Got leftovers? You have the makings of a great soup. Start with cooked lean meat or low-fat sausage, then add two cups of fresh or cooked veggies on hand. And don’t forget the freezer, where all kinds of treasures await. Serves 6.
- 1 tablespoon olive oil
- 1 medium onion, chopped
- 2 medium cloves garlic, minced
- 2 medium carrots, chopped
- 1 rib celery, coarsely chopped
- 1 cup barley, rinsed
- 1 14.5-ounce can low-sodium diced tomatoes, undrained
- 4 cups low-sodium chicken or vegetable broth
- ½ teaspoon each dried oregano, basil, black pepper
- 1 cup water
- plus leftovers from the refrigerator or freezer
- Heat oil in a heavy pot on medium high and sauté onion for 4 minutes or until soft. Add garlic and sauté until fragrant. Add carrot and celery and sauté 2-3 minutes.
- Add remaining ingredients, stir, and bring to a boil. Reduce heat and simmer until barley is tender, about 35-40 minutes.

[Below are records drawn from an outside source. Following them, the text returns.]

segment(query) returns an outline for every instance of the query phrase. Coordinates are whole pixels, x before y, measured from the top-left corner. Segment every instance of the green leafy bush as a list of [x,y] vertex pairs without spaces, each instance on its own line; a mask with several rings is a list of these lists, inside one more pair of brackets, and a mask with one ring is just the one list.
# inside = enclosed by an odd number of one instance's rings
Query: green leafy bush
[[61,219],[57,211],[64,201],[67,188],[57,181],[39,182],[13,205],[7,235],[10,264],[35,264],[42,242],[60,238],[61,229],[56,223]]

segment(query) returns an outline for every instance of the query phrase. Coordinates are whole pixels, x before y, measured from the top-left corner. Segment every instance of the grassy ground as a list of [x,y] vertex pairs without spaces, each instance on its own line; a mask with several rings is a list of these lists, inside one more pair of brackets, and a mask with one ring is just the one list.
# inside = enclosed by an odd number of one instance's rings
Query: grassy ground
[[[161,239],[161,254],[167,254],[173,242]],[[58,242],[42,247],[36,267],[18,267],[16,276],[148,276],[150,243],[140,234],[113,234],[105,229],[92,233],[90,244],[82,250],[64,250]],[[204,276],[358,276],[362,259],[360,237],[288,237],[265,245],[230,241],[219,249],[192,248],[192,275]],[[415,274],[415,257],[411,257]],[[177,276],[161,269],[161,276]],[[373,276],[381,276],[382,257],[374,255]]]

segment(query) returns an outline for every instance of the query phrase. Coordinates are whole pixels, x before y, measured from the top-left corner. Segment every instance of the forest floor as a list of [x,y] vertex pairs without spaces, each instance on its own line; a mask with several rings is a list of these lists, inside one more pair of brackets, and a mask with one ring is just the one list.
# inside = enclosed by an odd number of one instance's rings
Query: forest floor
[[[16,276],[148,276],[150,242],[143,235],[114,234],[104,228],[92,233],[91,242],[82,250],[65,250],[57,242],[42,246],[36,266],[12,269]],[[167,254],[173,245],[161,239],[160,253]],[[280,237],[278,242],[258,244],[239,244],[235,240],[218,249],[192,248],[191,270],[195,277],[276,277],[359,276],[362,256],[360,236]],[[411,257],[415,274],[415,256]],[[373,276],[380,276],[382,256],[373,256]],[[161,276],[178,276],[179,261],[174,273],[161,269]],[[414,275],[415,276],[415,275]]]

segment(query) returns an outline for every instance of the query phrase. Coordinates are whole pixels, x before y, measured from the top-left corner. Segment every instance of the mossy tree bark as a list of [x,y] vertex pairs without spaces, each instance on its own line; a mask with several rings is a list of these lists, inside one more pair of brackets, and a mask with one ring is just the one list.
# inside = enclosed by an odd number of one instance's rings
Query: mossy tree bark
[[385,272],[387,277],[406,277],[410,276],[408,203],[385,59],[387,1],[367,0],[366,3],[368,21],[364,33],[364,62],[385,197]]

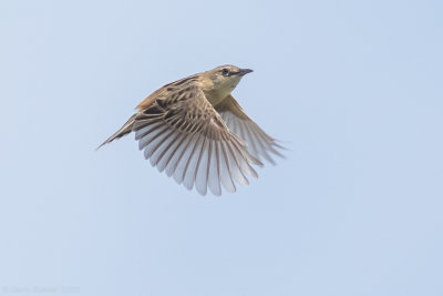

- 10 minutes before completion, add leftovers below, heat through and serve.
Per serving (based on basic recipe above): 192 calories, 9g protein, 33g carbohydrate, 4g fat, 1g sat fat, 2g mono fat, 0mg cholesterol, 8g fiber, 99g sodium
THE SEASONED COOK The numerous veggies in the soup base provide not just rich flavor, but antioxidants like beta carotene and lycopene too.